Sud de l’Arménie. Dans la crainte de la perte de nouveaux territoires
Au sud de l’Arménie, un corridor de 43 kilomètres attise les convoitises de l’Azerbaïdjan. Tandis que Washington s’invite comme arbitre, les habitants du Siounik redoutent une nouvelle guerre… et la perte de leur terre. Reportage.
Niché dans la région enclavée du Siounik, le petit village de Meghri sommeille paisiblement au bord de la rivière Araks, cette frontière naturelle qui sépare l’Arménie de la République islamique d’Iran. Au bord du cours d’eau, des carcasses rouillées de wagons siglés URSS reposent dans l’oubli. Difficile d’imaginer qu’ils aient un jour servi.
Ancien carrefour du Sud-Caucase, qui desservait l’Azerbaïdjan et le nord de l’Arménie, la gare de Meghri est cloîtrée dans le silence. Le sol est jonché d’éclats de verre et de carrelage fissuré qui craque sous les pas. Le dernier train est parti en 1993, deux ans seulement après l’effondrement de l’Union soviétique. Depuis lors, les frontières entre l’Arménie et l’Azerbaïdjan restent closes, conséquence d’un conflit dans la région voisine du Haut-Karabakh qui a transformé ces deux pays en ennemis jurés.
En 2023, Erevan avait pourtant dévoilé un projet ambitieux de réhabilitation du rail dans le sud de l’Arménie, mais ce plan très coûteux a rapidement été abandonné.
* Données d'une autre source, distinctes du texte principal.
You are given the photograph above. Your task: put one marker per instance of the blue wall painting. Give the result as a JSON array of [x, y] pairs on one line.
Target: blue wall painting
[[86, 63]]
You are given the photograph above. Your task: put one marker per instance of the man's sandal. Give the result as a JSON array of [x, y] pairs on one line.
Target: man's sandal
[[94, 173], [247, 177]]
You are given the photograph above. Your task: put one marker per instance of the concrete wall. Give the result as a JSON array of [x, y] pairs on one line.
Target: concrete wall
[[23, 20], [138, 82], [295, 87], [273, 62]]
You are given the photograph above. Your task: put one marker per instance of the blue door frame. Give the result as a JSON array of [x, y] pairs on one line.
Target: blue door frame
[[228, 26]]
Il n’y a personne à l’horizon, à part des gardes-frontières plantés en haut de miradors et le long des barbelés. Ils appartiennent pour la plupart au Service de sécurité de la Fédération de Russie (FSB), les services secrets russes héritiers du KGB, déployés à la demande d’Erevan.
Le corridor de Trump
Depuis 30 ans, la région du Siounik est restée en marge de tout développement, une stagnation qui, aujourd’hui, alimente les tensions géopolitiques. Avec le soutien de son parrain turc, l’Azerbaïdjan reste déterminé à rouvrir les voies ferrées dans ce qu’elle appelle le Corridor de Zanguezour : les 43 kilomètres de frontière entre l’Arménie et l’Iran.

Galvanisé par ses victoires militaires au Haut-Karabakh en 2023, grâce aux équipements israéliens qu’il achète en masse, le président azerbaïdjanais, Ilham Aliyev, a menacé de se l’approprier par la force à plusieurs reprises. Pourtant, le risque de guerre a reculé le 8 août 2025. Dans un tournant diplomatique inattendu, Bakou et Erevan ont annoncé un accord de paix sous l’égide du président étatsunien Donald Trump.
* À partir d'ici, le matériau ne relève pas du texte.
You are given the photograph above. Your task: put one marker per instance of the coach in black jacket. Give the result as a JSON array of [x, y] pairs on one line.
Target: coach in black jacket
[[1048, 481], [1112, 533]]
Ce dernier prévoit de régler la question du corridor par la création d’un couloir de transit routier, ferroviaire et énergétique, pompeusement renommé « Trump Route for International Peace and Prosperity » (« La voie de Trump pour la paix et la prospérité internationales », TRIPP). Cette initiative prévoit une supervision de Washington pendant 99 ans tout en garantissant la souveraineté arménienne — un point non négociable pour Erevan. Toutefois, aucune entreprise étatsunienne n’a encore posé ses valises dans le Sud arménien.
Téhéran à la manœuvre…
Pour l’heure, c’est l’Iran qui marque sa présence sur le terrain. Le long de la route M 2, la seule artère qui remonte vers Erevan, une file ininterrompue de camions aux plaques iraniennes approvisionne le Caucase jusqu’en Russie. L’Iran, qui redoute l’arrivée des États-Unis à ses frontières, a aussi entrepris la construction d’un tronçon d’une nouvelle route destinée à désenclaver le sud de l’Arménie, et ainsi faire transiter son pétrole à bas coût. Des ouvriers iraniens s’affairent jour et nuit pour bâtir et goudronner.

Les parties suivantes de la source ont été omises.